To celebrate our wedding anniversary, we went to see Peter Rabbit 2.
It’s a fascinating movie, full of laughs, but I was struck by an important truth: how you treat a person can have an impact on the way they see themselves. Peter Rabbit was depicted as mischievous and a bad seed, and though he’d done good and was blamed for something he didn’t do, and because the negative narrative was so consistent, he chose to run with it and act out of it.
So many scapegoats in our society are imperilled the same way.
Where we treat a person or people group a certain way, it will influence their attitude and behaviour, much to the point that it becomes ingrained.
I’ll never forget how this applied to the life of one of my daughters when she was a teen. During one period she was constantly being told by certain people that she was trouble. It grieved my spirit as her father.
One day when I visited to pick her up from her mother’s house, I was startled to find an open can of beer near the computer she was working at. She’d gone off to another part of the house, so I curiously picked up the can and it was full to the brim, not even a sip taken from it. When she came back, I challenged her about it. She said she’d planted it there, “If I’m going to get in trouble, it might as well be because I’m doing the wrong thing!”

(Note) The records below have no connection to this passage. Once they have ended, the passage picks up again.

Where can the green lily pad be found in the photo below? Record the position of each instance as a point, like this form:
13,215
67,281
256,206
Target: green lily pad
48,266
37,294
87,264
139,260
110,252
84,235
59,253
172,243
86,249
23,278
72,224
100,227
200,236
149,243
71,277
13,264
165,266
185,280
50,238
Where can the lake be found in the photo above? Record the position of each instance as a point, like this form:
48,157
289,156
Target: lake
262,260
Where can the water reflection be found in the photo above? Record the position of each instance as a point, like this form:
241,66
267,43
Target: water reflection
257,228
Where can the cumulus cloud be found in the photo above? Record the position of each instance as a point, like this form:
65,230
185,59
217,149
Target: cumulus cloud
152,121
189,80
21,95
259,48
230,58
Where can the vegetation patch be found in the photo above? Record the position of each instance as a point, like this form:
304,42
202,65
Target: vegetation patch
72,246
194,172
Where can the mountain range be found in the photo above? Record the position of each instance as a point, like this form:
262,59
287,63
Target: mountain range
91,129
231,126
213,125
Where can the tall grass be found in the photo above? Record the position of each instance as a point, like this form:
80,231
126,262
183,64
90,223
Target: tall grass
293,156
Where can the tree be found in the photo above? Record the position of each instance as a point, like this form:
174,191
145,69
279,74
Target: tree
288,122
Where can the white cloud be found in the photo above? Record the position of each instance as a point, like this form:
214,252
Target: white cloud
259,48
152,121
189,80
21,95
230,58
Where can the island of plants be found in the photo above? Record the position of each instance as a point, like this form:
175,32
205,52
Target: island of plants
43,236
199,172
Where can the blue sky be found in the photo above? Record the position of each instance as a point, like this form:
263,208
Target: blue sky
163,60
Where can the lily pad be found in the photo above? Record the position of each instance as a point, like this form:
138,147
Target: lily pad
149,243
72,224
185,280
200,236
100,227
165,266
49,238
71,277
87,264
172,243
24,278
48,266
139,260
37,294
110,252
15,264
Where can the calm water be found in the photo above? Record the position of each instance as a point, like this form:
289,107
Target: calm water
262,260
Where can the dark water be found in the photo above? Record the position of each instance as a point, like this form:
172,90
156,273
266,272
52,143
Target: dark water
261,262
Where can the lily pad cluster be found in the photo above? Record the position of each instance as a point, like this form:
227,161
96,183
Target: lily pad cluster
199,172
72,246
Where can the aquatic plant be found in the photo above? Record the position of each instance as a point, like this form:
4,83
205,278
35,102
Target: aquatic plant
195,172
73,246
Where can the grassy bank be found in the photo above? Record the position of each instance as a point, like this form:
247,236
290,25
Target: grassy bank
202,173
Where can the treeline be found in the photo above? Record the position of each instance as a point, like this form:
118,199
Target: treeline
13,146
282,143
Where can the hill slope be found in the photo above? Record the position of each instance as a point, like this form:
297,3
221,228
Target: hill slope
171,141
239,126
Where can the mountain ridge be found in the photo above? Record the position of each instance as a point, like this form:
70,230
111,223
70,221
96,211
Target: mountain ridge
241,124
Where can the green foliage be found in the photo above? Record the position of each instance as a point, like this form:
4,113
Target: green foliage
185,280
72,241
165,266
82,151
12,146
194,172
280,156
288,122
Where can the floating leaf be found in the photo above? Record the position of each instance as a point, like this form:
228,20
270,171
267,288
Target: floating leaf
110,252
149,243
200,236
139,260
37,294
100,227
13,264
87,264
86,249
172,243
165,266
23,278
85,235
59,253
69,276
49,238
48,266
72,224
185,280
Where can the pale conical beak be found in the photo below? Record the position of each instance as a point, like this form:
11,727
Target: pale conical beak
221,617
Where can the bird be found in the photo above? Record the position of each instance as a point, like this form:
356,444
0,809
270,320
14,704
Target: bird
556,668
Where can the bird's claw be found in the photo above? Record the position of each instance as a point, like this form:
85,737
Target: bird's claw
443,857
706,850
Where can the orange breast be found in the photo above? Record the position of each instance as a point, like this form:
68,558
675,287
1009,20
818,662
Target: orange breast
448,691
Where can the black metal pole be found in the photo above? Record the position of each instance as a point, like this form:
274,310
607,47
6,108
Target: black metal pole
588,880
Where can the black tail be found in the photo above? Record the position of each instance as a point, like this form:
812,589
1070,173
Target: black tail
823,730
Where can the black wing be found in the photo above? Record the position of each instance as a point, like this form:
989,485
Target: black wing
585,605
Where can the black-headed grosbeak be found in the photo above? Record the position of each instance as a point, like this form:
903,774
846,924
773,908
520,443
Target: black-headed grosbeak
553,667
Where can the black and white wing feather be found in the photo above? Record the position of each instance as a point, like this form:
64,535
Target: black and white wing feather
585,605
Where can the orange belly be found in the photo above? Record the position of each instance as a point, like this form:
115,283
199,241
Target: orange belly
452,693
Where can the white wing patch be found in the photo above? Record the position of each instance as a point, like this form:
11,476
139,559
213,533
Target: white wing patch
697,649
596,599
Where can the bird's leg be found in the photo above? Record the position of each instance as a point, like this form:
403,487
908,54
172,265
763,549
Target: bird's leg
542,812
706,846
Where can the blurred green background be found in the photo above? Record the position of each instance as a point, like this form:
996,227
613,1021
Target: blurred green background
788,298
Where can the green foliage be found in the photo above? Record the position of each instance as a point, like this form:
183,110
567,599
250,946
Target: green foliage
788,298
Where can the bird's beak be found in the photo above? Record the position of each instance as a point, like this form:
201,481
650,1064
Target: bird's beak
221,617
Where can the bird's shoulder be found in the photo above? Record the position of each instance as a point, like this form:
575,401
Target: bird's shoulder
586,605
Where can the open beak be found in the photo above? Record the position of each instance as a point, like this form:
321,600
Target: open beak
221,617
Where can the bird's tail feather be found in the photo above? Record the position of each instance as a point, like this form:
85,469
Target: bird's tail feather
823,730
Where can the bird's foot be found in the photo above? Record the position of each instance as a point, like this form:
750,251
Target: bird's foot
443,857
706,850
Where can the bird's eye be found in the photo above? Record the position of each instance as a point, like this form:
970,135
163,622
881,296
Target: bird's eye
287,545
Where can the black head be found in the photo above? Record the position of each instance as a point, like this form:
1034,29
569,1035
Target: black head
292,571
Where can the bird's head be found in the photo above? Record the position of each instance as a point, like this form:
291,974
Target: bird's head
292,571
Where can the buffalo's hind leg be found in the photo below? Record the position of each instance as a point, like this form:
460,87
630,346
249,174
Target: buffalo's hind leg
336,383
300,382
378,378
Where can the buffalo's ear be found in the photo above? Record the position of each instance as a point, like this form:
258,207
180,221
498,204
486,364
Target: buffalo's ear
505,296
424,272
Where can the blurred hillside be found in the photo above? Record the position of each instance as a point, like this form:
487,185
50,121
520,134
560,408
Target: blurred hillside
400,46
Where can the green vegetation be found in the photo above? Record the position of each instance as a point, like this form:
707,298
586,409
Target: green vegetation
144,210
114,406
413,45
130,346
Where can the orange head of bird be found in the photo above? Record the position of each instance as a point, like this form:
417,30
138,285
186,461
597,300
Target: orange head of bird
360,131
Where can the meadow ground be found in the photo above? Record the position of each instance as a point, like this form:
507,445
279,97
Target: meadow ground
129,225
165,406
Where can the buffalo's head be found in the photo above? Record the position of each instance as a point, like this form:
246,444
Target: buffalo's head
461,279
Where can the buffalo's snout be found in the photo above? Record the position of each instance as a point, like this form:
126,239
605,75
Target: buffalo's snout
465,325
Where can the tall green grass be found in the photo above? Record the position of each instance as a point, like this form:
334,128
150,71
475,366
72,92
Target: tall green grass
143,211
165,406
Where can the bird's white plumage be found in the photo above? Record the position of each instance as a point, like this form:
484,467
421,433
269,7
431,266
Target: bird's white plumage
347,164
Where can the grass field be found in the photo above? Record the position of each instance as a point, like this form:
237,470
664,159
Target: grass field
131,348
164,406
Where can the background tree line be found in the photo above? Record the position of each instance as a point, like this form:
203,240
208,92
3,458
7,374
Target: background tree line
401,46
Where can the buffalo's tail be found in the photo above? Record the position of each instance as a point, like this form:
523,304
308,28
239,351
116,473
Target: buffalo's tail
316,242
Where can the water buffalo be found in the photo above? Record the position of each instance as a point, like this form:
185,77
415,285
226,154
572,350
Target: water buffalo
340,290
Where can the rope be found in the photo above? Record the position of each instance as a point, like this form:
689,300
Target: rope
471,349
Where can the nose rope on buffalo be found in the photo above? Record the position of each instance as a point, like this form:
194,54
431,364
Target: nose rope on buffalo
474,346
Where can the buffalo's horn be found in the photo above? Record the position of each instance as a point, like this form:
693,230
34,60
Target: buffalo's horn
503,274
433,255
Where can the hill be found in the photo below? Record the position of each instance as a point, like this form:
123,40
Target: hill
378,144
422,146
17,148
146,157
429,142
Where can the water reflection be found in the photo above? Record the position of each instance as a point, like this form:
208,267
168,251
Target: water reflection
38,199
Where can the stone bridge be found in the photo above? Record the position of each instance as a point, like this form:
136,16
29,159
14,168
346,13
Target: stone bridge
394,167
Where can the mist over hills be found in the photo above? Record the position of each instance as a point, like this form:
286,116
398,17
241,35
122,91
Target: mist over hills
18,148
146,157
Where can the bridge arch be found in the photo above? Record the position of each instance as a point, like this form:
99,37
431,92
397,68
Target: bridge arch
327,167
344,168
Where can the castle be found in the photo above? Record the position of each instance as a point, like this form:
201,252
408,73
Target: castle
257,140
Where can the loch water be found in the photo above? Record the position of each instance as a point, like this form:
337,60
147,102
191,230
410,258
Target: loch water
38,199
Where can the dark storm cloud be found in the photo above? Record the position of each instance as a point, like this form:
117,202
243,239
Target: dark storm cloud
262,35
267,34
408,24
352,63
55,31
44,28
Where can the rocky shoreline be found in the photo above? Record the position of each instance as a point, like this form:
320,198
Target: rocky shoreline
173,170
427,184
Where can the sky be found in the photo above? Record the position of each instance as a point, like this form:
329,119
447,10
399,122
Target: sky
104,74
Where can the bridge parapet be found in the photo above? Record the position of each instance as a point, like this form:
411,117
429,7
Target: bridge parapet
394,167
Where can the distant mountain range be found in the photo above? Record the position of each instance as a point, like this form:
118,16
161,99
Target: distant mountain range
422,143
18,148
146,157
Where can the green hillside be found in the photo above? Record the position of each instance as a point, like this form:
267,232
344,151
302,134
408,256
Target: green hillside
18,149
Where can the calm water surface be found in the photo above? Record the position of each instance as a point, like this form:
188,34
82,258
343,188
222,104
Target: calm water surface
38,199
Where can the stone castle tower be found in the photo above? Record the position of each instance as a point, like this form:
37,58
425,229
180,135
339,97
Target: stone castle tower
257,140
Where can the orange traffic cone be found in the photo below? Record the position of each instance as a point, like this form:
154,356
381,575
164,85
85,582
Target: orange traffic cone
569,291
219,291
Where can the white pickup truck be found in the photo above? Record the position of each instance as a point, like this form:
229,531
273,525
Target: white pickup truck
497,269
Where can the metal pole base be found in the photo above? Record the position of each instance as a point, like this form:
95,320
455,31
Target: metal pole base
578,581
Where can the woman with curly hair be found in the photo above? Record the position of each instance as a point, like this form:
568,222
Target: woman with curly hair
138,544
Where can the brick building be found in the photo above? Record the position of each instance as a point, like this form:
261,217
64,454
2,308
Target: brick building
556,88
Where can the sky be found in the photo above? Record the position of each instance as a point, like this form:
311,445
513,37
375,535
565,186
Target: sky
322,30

That stunned me in the moment and caused me to reflect.
On another occasion I was ‘tipped off’ that my daughter was holding a party at her mother’s place. I responded by putting together a ‘covert operation’ to bust her. When I and another one of the parents ‘sprung’ them, there were four girls, a little music and very little if any alcohol. It was 9pm and all the girls were all completely sober. They’d been trying on makeup and clothes. They even responded well when us parents overreacted.
During all my three daughters’ teen years there was only ever one event of slight rebelliousness, and even on that occasion the daughter in question responded well, respecting my decision that she wasn’t to go out when she’d demanded she would.
Yet, there have been so many times when my daughters have been misunderstood by certain people who just wanted to transfer their own insecurities onto them. As a father, I’ve always had faith that they’d get through these times with my tacit encouragement and without my rescuing them.
But the point is really salient. The psychological explanation of this is the reverse of the Pygmalion Effect. When we believe a person can achieve greatly, that inspires self-belief, and they rise to achieve higher than they would otherwise have. That’s the Pygmalion Effect.
The reverse of this Pygmalion Effect is highlighted in racism and other isms. Treat a person or a certain people group a negative way, and it has its traumatic impact. Jane Elliot demonstrated this the day after Rev. Dr. Martin Luther King, Jr. was assassinated. On April 5, 1968, she segregated her third-grade class and picked on those with brown eyes and privileged those with blue eyes. The following day she switched it around, those with brown eyes were privileged and the ‘blue eyes’ discriminated against.
Those who were treated badly reacted badly. It didn’t matter who they were.
The lesson is, treat anyone well and they rise, but treat someone poorly and their attitude and performance plummets.
People are affected by their environment. We thrive when encouraged—we all do. And we tend to act out what people expect of us.
If someone thinks of you as someone to be watched, you sense that lack of trust and it can be hard to rise above it. If you’re starved of attention, you tend to begin to believe you’re not worthy of attention. If you’re overlooked and sidelined, it affects your performance, and you begin to resent being treated like a mushroom.
This has an application in ministry to people. We must have an unwavering belief in the person before us, no matter their attitudes and performance, having faith that they’ll eventually respond to our loving respect and care.
If they’re recalcitrant, we do them a favour by watching them closely; but mainly so we can see what deserves commendation. We seek to understand why they’ve got a poor attitude. We’ll understand why they think we’re watching closely. They’ll think we’re waiting for them to slip up. We need to find the good, encourage them for it, and build their trust in the reliability of a sensible justice. If they do disappoint us, we’re gracious and kind while being firm with consequences, because we must believe in their long-term potential to turn their lives around.
Growth is always a longer-term proposition. Believing in a person’s resilience to bounce back after failure is inherent in their spiritual survival. It’s incumbent on us all to believe beyond cynicism and scepticism.
We must always believe in people. Jesus believes in people. We must believe that if we treat people consistently well that they’ll respond to our love. For some it takes time. All we need to do is consistently love people, which has about it the shape of patience and grace.
If there’s a person in your life who consistently doesn’t seem to care, ramp up your care, your love, your commitment, your belief in them, and your encouragement.